The court hearing in which prosecutors on Monday were to have presented their accusations against Fujimori and his former health ministers for crimes against humanity was postponed until March 20, 2020, a move that outraged the victims, the vast majority of them women, and the organizations that are conducting their defense.
After the postponement was announced, both victims and activists gathered in Lima in front of the Superior Court for Organized Crime and Official Corruption to demand justice and immediate reparations for the victims.
The head of the feminist Demus organization, Maria Ysabel Cedano, told EFE that the court had scheduled the hearing last October but now it has postponed it until March arguing that the case file had been sent to another prosecutor’s office and that office had not had time to review all the documents.
“The victims of forced sterilizations are (now) going to wait even longer... That is revictimizing them,” said Cedano, whose organization is defending some of the victims.
The activist, who is also a member of the “We’re 2074 and many more” platform, recalled that the case has been under preliminary investigation for 16 years by the Attorney General’s Office without any indictments being filed, stating “This can’t keep going on.”
Cedano said that this new postponement is “very suspicious” because Marino Costa Bauer, one of Fujimori’s ex-ministers included in the investigation, has filed with the Constitutional Court a motion to annul his indictment.
Meanwhile, Maria Elena Carbajal, the president of the Association of Victims of Forced Sterilizations (AVEF) of Lima and Callao, said that “no minister wants to be responsible” for the plaintiffs’ demands.

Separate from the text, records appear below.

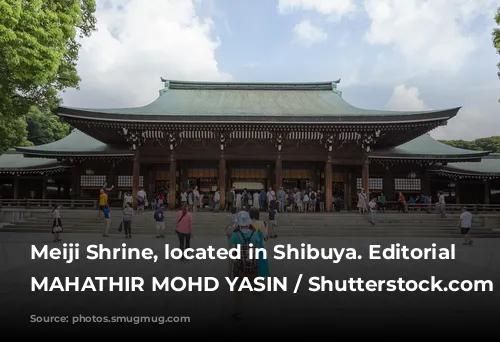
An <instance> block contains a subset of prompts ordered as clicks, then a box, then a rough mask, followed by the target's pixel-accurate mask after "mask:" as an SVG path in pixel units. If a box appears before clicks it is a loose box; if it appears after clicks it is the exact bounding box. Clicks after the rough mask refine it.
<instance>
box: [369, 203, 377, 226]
mask: <svg viewBox="0 0 500 342" xmlns="http://www.w3.org/2000/svg"><path fill="white" fill-rule="evenodd" d="M368 207H369V208H370V223H371V224H372V225H375V217H376V215H377V201H376V199H375V197H373V198H372V200H371V201H370V203H368Z"/></svg>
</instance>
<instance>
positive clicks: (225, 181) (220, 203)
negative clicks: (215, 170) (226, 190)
mask: <svg viewBox="0 0 500 342" xmlns="http://www.w3.org/2000/svg"><path fill="white" fill-rule="evenodd" d="M219 192H220V208H221V210H222V211H224V208H225V204H226V159H225V158H224V153H222V152H221V154H220V159H219Z"/></svg>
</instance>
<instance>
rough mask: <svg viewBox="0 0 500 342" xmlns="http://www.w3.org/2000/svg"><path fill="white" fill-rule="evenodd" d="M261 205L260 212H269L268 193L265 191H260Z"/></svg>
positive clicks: (260, 203) (259, 196)
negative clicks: (267, 207) (267, 197)
mask: <svg viewBox="0 0 500 342" xmlns="http://www.w3.org/2000/svg"><path fill="white" fill-rule="evenodd" d="M259 205H260V210H267V202H266V192H265V191H264V189H260V193H259Z"/></svg>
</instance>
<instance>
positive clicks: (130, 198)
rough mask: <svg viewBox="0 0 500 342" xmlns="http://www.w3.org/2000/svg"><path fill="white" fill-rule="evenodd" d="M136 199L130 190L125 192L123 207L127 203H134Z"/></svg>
mask: <svg viewBox="0 0 500 342" xmlns="http://www.w3.org/2000/svg"><path fill="white" fill-rule="evenodd" d="M133 201H134V199H133V198H132V194H131V193H130V191H127V192H125V194H124V195H123V208H125V207H126V206H127V203H132V202H133Z"/></svg>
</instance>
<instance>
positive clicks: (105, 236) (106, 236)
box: [102, 204, 111, 237]
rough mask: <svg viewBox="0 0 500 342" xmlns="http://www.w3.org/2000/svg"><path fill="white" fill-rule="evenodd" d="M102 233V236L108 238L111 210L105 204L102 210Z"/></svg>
mask: <svg viewBox="0 0 500 342" xmlns="http://www.w3.org/2000/svg"><path fill="white" fill-rule="evenodd" d="M102 212H103V213H104V231H103V234H102V236H104V237H109V234H108V233H109V227H110V226H111V210H109V205H107V204H106V206H105V207H104V210H103V211H102Z"/></svg>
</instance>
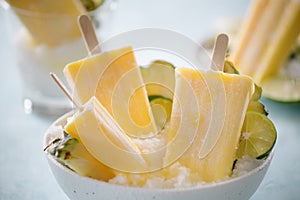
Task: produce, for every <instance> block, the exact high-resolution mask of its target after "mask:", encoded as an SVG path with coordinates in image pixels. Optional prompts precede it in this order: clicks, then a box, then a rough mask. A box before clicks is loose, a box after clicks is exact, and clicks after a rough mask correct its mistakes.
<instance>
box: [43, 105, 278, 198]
mask: <svg viewBox="0 0 300 200" xmlns="http://www.w3.org/2000/svg"><path fill="white" fill-rule="evenodd" d="M75 112H76V110H72V111H70V112H68V113H66V114H64V115H62V116H61V117H59V118H58V119H57V120H55V121H54V122H53V123H52V124H51V125H50V126H49V128H48V129H47V130H46V132H45V135H44V138H43V146H44V147H46V146H47V145H48V144H49V143H47V139H48V135H49V133H50V131H51V127H54V126H59V125H62V124H63V122H64V121H66V119H67V118H68V117H70V116H71V115H72V114H74V113H75ZM52 130H53V129H52ZM44 153H45V155H46V157H47V158H48V160H49V161H51V162H52V163H53V164H54V165H55V166H57V167H58V168H60V169H61V170H63V171H65V172H66V173H68V174H70V175H73V176H76V177H77V178H79V179H83V180H88V181H91V182H94V183H95V184H104V185H106V186H109V187H112V186H113V187H119V188H126V189H130V190H147V191H156V192H178V191H181V192H185V191H186V192H188V191H195V190H204V189H210V188H214V187H222V186H223V185H228V184H230V183H234V182H238V181H239V180H242V179H245V178H247V177H250V176H252V175H255V174H257V173H258V172H260V171H262V170H263V169H265V168H266V167H268V166H269V164H270V163H271V160H272V158H273V156H274V149H273V150H272V151H271V152H270V154H269V155H268V156H267V157H266V158H264V159H262V160H263V162H262V163H261V164H260V165H259V166H257V167H256V168H254V169H252V170H251V171H249V172H248V173H245V174H242V175H240V176H236V177H229V179H226V180H223V181H217V182H210V183H205V182H203V184H199V185H196V186H192V187H184V188H143V187H135V186H126V185H119V184H113V183H109V182H105V181H101V180H97V179H94V178H91V177H86V176H81V175H79V174H77V173H76V172H74V171H73V170H71V169H69V168H67V167H65V166H64V165H63V164H61V163H59V162H58V161H57V160H56V159H55V158H54V156H52V155H51V154H50V153H49V152H48V151H47V150H44Z"/></svg>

“What we want is an immediate solution. We’re more and more physically and emotionally broken down, and some of us have even died,” Carbajal said.
“Fujimori has to be held responsible just like his ex-ministers Alejandro Aguinaga, Eduardo Yong and Marino Costa Bauer,” she added.
Another plaintiff, Victoria Vigo, from the northern Piura region, told EFE that her case has been pending for 23 years.
“It’s not fair for them to always be taking our justice from us. We’re already tired of being in this fight for so many years and still without any result,” she said.
Of the 1,316 female plaintiffs, 366 are listed on the National Register of Victims of Forced Sterilizations but not all know of or have the public defense that the Justice Ministry must provide for them, Demus said.
Although the Ombudsman’s Office determined that 272,028 tubal ligations were performed along with 22,004 vasectomies between 1996 and 2001, almost all of those people were poor Quechua-speaking citizens from rural areas. It is not known how many such operations were performed as a result of deception or coercion.
The Inter-American Commission on Human Rights (CIDH) determined that the number of women affected by such procedures is extremely high and that at least one woman died as a result of those practices.